Prezydent dał zgodę na wysłanie wojska do Afganistanu. fot. PAP/Piotr Nowak
Prezydent dał zgodę na wysłanie wojska do Afganistanu. fot. PAP/Piotr Nowak

Prezydent dał zielone światło na wysłanie wojska do Afganistanu

Redakcja Redakcja Afganistan Obserwuj temat Obserwuj notkę 86
Polski kontyngent wojskowy (PKW) wysłany do Afganistanu może liczyć do 100 osób.

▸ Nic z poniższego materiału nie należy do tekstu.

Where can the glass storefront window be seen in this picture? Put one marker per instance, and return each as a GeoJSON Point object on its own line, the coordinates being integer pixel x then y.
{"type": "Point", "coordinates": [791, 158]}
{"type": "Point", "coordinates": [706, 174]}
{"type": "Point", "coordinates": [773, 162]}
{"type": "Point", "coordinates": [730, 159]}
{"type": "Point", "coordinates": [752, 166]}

Prezydent Andrzej Duda podpisał postanowienie o użyciu polskiego kontyngentu wojskowego w Afganistanie; zgodnie z postanowieniem, które zostało opublikowane w piątek wieczorem w Monitorze Polskim, PKW może liczyć do 100 osób.
Postanowienie dotyczy użycia PKW od 18 sierpnia do 16 września. Liczebność i wyposażenie kontyngentu, podporządkowanego operacyjnie dowódcy operacyjnemu rodzajów sił zbrojnych, określi szef Sztabu Generalnego.

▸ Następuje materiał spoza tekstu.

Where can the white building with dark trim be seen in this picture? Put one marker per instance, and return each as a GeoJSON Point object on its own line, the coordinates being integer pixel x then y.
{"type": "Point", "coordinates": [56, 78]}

"Pomimo zakończenia operacji NATO w Afganistanie, jesteśmy współodpowiedzialni za bezpieczeństwo przebywających na miejscu obywateli Polski, ale także państw sojuszniczych i partnerskich, w tym też współpracujących z nami obywateli Afganistanu" - podkreślił szef BBN Paweł Soloch.

Ewakuacja osób z Afganistanu

Po zakończeniu misji NATO i wycofaniu się wojsk USA z Afganistanu władzę przejęli talibowie, którzy w niedzielę zajęli Kabul. Przez lotnisko w stolicy odbywa się ewakuacja osób obawiających się o bezpieczeństwo swoje i swoich bliskich pod rządami mudżahedinów. W akcji uczestniczy także Polska, która wysłała transport lotniczy po obywateli Polski i Afgańczyków, którzy współpracowali z polskimi władzami.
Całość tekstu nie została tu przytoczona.